This is treated under Configuration model. Note that, there can be self-edges (i.e. it's not a loop-free graph) and there can also be multiple edges between two nodes. And, the formula above is a result of a series of assumptions and is not exactly correct.
Let's find the expected value of number of edges between vertices $i$ and $j$ and setup the mathematical model. We can think of vertices with half-edges (or stubs as wikipedia article mentions) attached to them. Each vertex, $i$, has $k_i$ half-edges attached. If an half-edge from vertex $i$ is connected another half-edge from vertex $j$, we have an edge between $i$ and $j$. If an half-edge from vertex $i$ is connected to another half-edge from the same vertex, we have a self-loop for vertex $i$.

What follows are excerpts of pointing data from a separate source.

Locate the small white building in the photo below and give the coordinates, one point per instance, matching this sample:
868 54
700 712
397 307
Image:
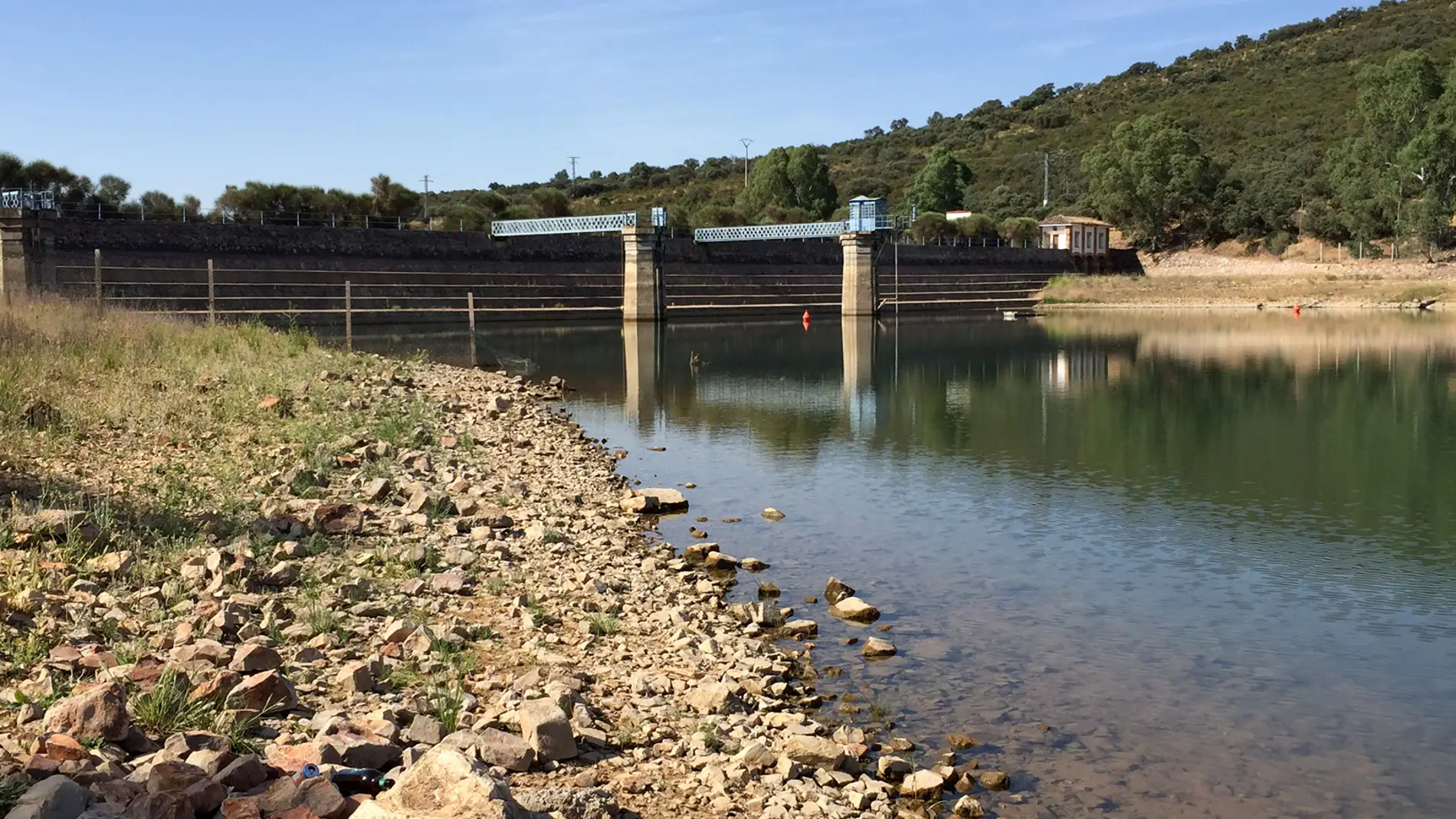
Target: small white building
1084 236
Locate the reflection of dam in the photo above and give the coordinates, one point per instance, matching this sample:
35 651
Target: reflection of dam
1307 344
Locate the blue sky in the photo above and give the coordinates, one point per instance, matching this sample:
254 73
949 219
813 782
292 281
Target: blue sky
191 97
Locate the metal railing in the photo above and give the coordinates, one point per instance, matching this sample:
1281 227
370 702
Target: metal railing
28 200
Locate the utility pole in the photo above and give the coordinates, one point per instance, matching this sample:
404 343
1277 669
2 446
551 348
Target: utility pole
1046 179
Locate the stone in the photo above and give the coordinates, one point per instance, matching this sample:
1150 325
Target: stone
666 500
252 658
338 518
205 796
854 610
813 751
281 794
504 749
548 729
64 748
715 699
448 785
922 785
322 798
893 768
995 780
800 629
165 804
357 678
568 804
967 806
172 775
836 589
241 808
424 731
875 647
56 798
244 775
100 713
264 693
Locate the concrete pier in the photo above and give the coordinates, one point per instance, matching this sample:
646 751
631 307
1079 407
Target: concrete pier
27 254
641 345
858 296
641 275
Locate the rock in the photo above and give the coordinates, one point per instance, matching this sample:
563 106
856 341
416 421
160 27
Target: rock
357 678
967 806
715 699
174 775
241 808
666 500
56 798
281 794
100 713
264 693
338 518
548 729
448 785
922 785
875 647
995 780
813 751
854 610
252 658
836 589
800 629
244 775
568 804
166 804
64 748
322 798
424 731
893 768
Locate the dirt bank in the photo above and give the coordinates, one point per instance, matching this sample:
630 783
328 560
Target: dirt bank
1205 280
231 553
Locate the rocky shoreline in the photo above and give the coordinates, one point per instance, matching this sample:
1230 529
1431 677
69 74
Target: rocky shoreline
474 611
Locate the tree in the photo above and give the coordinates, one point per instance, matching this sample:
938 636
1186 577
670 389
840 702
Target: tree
940 185
1149 176
789 179
1021 231
159 204
549 202
1376 172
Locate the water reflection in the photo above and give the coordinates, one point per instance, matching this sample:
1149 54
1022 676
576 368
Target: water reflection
1215 552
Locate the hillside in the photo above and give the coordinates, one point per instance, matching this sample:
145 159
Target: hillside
1267 110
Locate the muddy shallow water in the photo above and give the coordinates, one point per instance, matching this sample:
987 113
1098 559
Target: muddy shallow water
1158 563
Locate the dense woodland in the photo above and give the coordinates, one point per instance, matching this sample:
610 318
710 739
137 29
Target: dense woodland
1340 129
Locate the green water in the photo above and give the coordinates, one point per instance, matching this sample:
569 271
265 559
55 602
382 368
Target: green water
1215 553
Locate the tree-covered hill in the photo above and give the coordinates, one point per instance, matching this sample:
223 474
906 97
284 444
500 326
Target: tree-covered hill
1264 115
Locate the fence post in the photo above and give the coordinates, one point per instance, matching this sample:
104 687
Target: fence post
349 316
469 301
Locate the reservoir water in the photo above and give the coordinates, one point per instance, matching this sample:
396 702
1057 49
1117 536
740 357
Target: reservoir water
1156 563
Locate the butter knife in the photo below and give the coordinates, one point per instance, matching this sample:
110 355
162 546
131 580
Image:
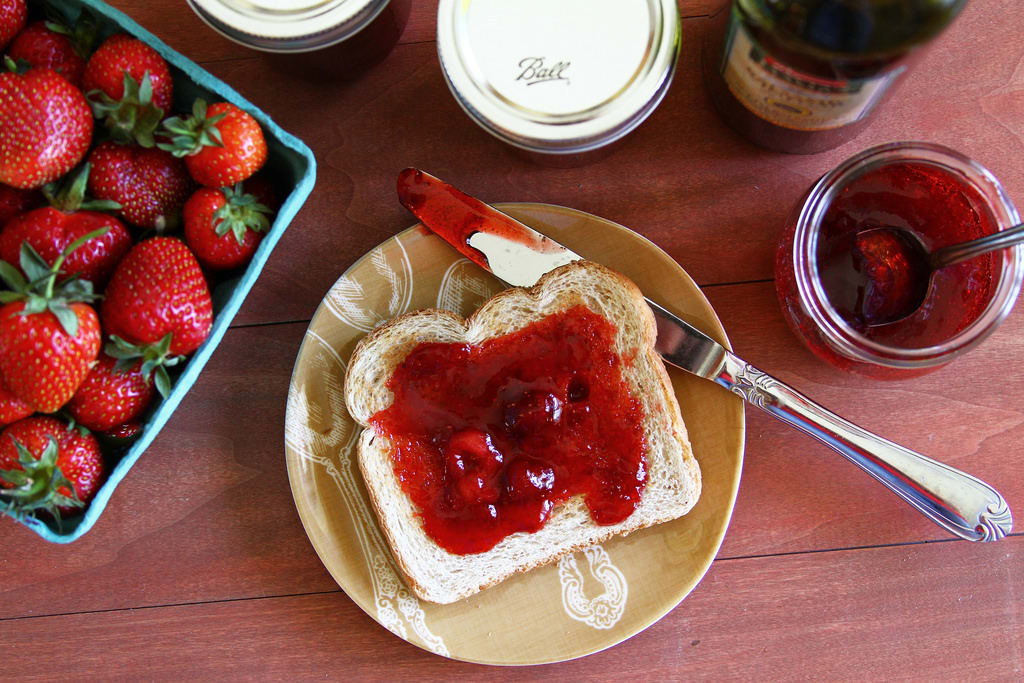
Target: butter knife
519 255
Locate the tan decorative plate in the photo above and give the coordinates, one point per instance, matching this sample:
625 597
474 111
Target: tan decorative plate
582 604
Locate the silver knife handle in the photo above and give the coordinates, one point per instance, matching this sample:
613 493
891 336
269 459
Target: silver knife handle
953 500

Let $X_{i}^l$ be the binary random variable that represents the $l$-th half-edge of vertex $i$. It's $1$ if it's connected to vertex $j$ and $0$ otherwise. So, the expected value of $X_{i}^l$ is the probability of the half-edge $l$ of vertex $i$ connected to vertex $j$. There are $2m-1$ half-edges in total except this one and there are $k_j$ that are of interest. So, in a random setup, this probability is simply $$\mathbb E[X_i^l]=\frac{k_j}{2m-1}$$
The number of edges between the vertices $i$ and $j$ is just the sum of all $X_i^l$ for vertex $i$. So, the expected value of this is $$\mathbb E[\text{# edges between i and j}] = \mathbb E\left[\sum_{l=1}^{k_i} X_i^l\right]=\sum_{l=1}^{k_i} E[X_i^l]=\sum_{l=1}^{k_i} \frac{k_j}{2m-1}=\frac{k_ik_j}{2m-1}$$
This is not exactly the probability of vertices $i$ and $j$ being connected. It's the expected number of edges between these two and is expected to be close to the probability we want if the graph (and the number of edges) is large. In this case, it can also be approximated with $2m-1\approx 2m$ in the denominator. Because, if the graph is large, and say the degrees of the vertices is small compared to the overall number of edges, the overcounting by adding the probabilities of independent events (if this expected value is assumed to be the probability as per the original question) is getting smaller because for every half-edge there are so many other possibilities to connect to and the likelihood of selecting the same half-edge from vertex $j$ is small for two given half-edges of $i$.
A Counter Example
Moreover, returning to the original question, one should not always expect to have $k_ik_j\leq 2m$ because the denominator is just a sum of the degrees and the numerator is the multiplication of some of them. Simply, in a graph with only two vertices, we can easily have $k_1=4, k_2=4$ and therefore $2m=8$, but the "probability" greater than $1$.
The actual probability in this case is $$1-\overbrace{3/7}^{\text{prob. of first stub of $i$ connected to $i$}} \times \overbrace{1/5}^{\text{prob. of the remaining stub of $i$ is connected to $i$}} = 32/35$$
But, the expected number of edges between the two vertices is $k_ik_j/(2m-1) = 16 / 7$, which is far greater.
Reference
The treatment of this topic/subject is inside Section 13.2.1 of Newman's book, Networks: An Introduction.